Por: Jorge Arturo Borja 14 May 2024
Las cantinas desde siempre han sido refugio natural de escritores. Muchas páginas gloriosas de la literatura y el periodismo se han engendrado al frente de una barra.
Elogio de las cantinas: Cantinas y escritores I

Las cantinas desde siempre han sido refugio natural de escritores. Muchas páginas gloriosas de la literatura y el periodismo se han engendrado al frente de una barra. El texto político más influyente del siglo XIX y parte del XX, El Manifiesto Comunista, fue pensado y escrito por Carlos Marx y Federico Engels en 10 días, entre los debates de la Liga Comunista y las pausas para bajar a refrescarse a la taberna Red Lion que se encontraba justamente debajo de la sede del Segundo Congreso del partido comunista en 1847. En México, se dice que partes de nuestro poema nacional La Suave Patria, fueron escritas por su autor Ramón López Velarde, en una de las mesas de la antigua Rambla, en Bucareli y Cuauhtémoc en 1921. Así también Renato Leduc, el poeta color permanganato, escribió su Prometeo Sifilítico en los gabinetes de La Puerta del Sol, a principios de los treintas.

La cantina y las redacciones pueden considerarse como el hábitat de periodistas y escritores. Cada nueva generación de creadores busca su punto de reunión en alguno de los templos de Dionisos. Los modernistas primero lo hallaron en al Bar de Peter Gay en Plateros y después en el famoso Salón Bach; los de la Generación de la Revista Taller en varios bares del centro, y los narradores y periodistas de los setentas fundaron la Liga de Artistas y Borrachos del Salón Palacio; décadas después una nueva generación frecuentó la tertulia del Salón Montmartre.

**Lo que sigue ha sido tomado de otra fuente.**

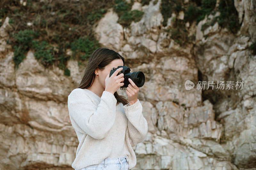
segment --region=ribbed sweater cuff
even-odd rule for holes
[[[135,103],[131,106],[129,106],[129,103],[124,106],[124,109],[126,112],[128,112],[138,111],[139,109],[142,109],[142,106],[139,99]]]

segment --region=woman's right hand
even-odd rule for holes
[[[114,95],[115,92],[119,88],[124,85],[123,82],[121,82],[124,80],[123,73],[121,73],[117,75],[118,73],[123,70],[121,67],[116,70],[109,77],[109,74],[107,76],[105,79],[105,91],[111,93]]]

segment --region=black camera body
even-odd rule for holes
[[[134,82],[135,84],[138,87],[142,87],[144,85],[145,83],[145,76],[144,74],[141,71],[136,71],[134,72],[130,72],[131,69],[126,66],[118,66],[117,68],[113,67],[110,71],[109,73],[109,77],[114,73],[117,69],[121,67],[123,67],[123,70],[121,70],[120,72],[117,73],[116,75],[118,75],[121,73],[124,74],[124,80],[123,81],[124,83],[124,86],[120,87],[121,90],[123,89],[123,88],[126,88],[128,87],[128,85],[130,84],[129,78],[132,79],[132,80]]]

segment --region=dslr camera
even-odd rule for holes
[[[132,80],[134,82],[135,84],[138,87],[142,87],[144,85],[145,82],[145,76],[144,74],[141,71],[136,71],[134,72],[130,72],[131,69],[126,66],[118,66],[117,68],[113,67],[110,71],[109,73],[109,77],[114,73],[116,70],[118,69],[120,67],[123,67],[123,70],[121,70],[120,72],[117,73],[116,75],[123,73],[124,74],[124,80],[123,82],[124,83],[124,86],[120,87],[120,89],[123,90],[123,88],[126,88],[128,87],[128,85],[130,84],[130,81],[128,79],[129,78],[132,79]]]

Se ha culpado injustamente a las cantinas de acabar con la vida de varios autores valiosos cuando en realidad estos centros de solaz y esparcimiento solamente han contribuido a relajarlos y a que puedan socializar con sus pares de oficio en una actividad, por lo general, tan solitaria. Entre las mesas y los tragos se encuentran motivos para escribir y, en ocasiones, las chispas de inspiración que incendian la inteligencia.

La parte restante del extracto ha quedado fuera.